Bob Feller pitched 18 seasons in the major leagues, despite losing three years to World War II. He enlisted on Dec. 8, 1941, he was reportedly the first major league baseball player to enlist after the Pearl Harbor attack. His career record was 266-162, with an overall ERA of 3.25, and 2,581career strikeouts.
Bob Feller was an eight-time All-Star, and won the World Series with the Indians in 1948. That was the last time that the Indians won the World Series, though Feller himself lost both his starts. Feller was inducted into the Hall of Fame in 1962.
Although he eventually became a pitcher, not just a thrower, he was wild at first, with 208 walks in 1938. Bob Feller admitted as such, saying in a famous quote that "I didn’t know much. I just reared back and let them go. Where the ball went was up to heaven.’’

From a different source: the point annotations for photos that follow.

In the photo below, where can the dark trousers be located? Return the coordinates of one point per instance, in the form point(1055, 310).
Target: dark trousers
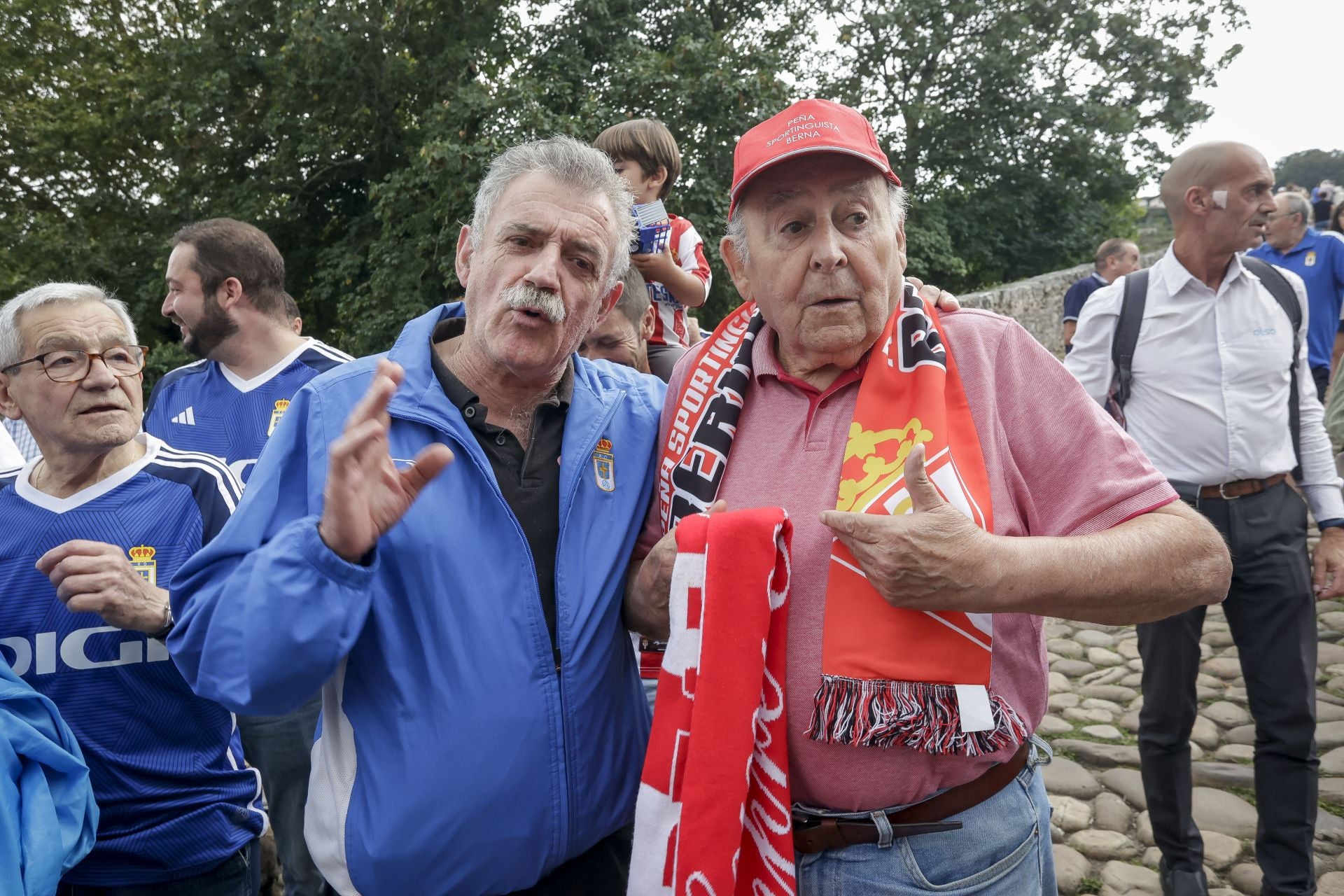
point(239, 875)
point(603, 871)
point(1270, 612)
point(280, 747)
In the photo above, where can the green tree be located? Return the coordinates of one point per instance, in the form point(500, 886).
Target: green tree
point(707, 69)
point(1023, 127)
point(354, 133)
point(1310, 167)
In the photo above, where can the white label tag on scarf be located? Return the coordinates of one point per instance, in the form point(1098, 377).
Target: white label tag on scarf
point(974, 707)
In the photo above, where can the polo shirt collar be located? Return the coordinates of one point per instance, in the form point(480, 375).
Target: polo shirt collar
point(766, 363)
point(1175, 276)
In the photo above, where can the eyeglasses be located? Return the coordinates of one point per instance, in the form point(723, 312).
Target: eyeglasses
point(73, 365)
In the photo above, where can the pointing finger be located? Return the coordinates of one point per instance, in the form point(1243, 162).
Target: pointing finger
point(381, 390)
point(429, 463)
point(853, 527)
point(77, 547)
point(924, 496)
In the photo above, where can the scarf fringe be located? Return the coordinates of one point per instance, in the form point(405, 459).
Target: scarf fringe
point(907, 713)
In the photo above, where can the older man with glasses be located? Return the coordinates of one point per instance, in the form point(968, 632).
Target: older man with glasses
point(92, 530)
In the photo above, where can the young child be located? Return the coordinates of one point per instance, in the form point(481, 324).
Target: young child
point(645, 155)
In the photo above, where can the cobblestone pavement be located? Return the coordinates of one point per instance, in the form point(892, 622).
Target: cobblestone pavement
point(1102, 837)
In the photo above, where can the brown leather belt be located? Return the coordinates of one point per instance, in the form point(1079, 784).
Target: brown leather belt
point(1241, 488)
point(815, 833)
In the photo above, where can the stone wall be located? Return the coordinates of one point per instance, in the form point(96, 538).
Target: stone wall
point(1038, 302)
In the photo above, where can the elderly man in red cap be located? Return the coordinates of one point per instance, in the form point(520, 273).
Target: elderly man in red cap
point(930, 468)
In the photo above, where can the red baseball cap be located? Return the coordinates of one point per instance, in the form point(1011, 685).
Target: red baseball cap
point(806, 127)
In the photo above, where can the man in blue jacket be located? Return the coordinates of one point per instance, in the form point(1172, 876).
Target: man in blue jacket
point(483, 724)
point(1319, 260)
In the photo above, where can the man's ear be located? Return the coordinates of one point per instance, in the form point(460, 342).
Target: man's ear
point(229, 293)
point(651, 315)
point(609, 302)
point(7, 405)
point(463, 264)
point(1199, 202)
point(737, 270)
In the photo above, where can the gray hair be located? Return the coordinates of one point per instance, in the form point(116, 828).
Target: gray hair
point(569, 162)
point(11, 339)
point(737, 230)
point(1297, 204)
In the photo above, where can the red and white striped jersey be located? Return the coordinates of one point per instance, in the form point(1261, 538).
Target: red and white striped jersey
point(670, 327)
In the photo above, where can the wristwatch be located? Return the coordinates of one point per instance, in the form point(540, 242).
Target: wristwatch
point(169, 622)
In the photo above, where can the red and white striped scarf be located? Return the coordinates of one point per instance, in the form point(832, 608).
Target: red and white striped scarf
point(714, 812)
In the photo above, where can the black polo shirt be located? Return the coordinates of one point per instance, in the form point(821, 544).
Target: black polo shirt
point(528, 476)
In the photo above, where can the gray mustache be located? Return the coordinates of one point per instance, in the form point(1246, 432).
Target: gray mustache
point(523, 296)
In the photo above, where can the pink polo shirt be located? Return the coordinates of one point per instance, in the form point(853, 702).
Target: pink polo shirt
point(1057, 463)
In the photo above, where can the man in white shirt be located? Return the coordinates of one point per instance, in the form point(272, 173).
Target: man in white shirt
point(1210, 405)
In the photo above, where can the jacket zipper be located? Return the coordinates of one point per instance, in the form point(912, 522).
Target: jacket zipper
point(568, 505)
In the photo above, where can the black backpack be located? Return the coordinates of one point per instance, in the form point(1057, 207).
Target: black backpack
point(1132, 317)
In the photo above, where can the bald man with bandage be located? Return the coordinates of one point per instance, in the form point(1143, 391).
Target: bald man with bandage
point(1222, 400)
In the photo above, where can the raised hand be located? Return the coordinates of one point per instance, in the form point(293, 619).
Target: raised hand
point(941, 298)
point(932, 559)
point(93, 577)
point(366, 495)
point(1328, 564)
point(650, 584)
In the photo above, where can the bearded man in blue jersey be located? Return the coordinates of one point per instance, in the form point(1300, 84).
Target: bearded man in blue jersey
point(92, 531)
point(226, 293)
point(483, 724)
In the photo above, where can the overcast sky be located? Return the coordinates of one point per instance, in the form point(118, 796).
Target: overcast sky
point(1284, 92)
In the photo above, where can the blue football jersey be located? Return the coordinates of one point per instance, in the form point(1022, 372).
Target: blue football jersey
point(206, 407)
point(166, 764)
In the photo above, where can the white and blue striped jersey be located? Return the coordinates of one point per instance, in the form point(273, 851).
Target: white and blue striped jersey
point(207, 407)
point(166, 764)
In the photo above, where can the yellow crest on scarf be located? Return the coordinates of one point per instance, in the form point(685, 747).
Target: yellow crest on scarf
point(883, 453)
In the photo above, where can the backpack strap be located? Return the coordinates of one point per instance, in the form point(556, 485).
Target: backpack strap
point(1284, 293)
point(1126, 335)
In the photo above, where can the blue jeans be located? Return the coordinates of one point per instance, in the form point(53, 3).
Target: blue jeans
point(239, 875)
point(281, 750)
point(1003, 849)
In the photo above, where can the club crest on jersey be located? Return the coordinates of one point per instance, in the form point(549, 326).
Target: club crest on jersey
point(143, 562)
point(604, 466)
point(281, 406)
point(917, 342)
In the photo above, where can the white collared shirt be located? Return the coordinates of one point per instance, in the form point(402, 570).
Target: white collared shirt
point(10, 453)
point(1209, 400)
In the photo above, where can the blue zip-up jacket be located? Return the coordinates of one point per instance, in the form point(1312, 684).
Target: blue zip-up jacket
point(454, 755)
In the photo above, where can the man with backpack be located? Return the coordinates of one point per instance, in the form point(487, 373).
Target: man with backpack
point(1205, 356)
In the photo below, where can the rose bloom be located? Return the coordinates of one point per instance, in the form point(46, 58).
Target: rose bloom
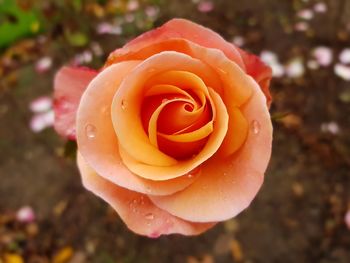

Bob Feller was considered part of the Indians family, even to this day. In a statement, Indians owner Larry Dolan said, "Bob Feller is gone. We cannot be surprised. Yet, it seems improbable. Bob has been such an integral part of our fabric, so much more than an ex-ballplayer, so much more than any Cleveland Indians player. He is Cleveland, Ohio. To say he will be missed is such an understatement. More to the point, he will not be missed because he will always be with us."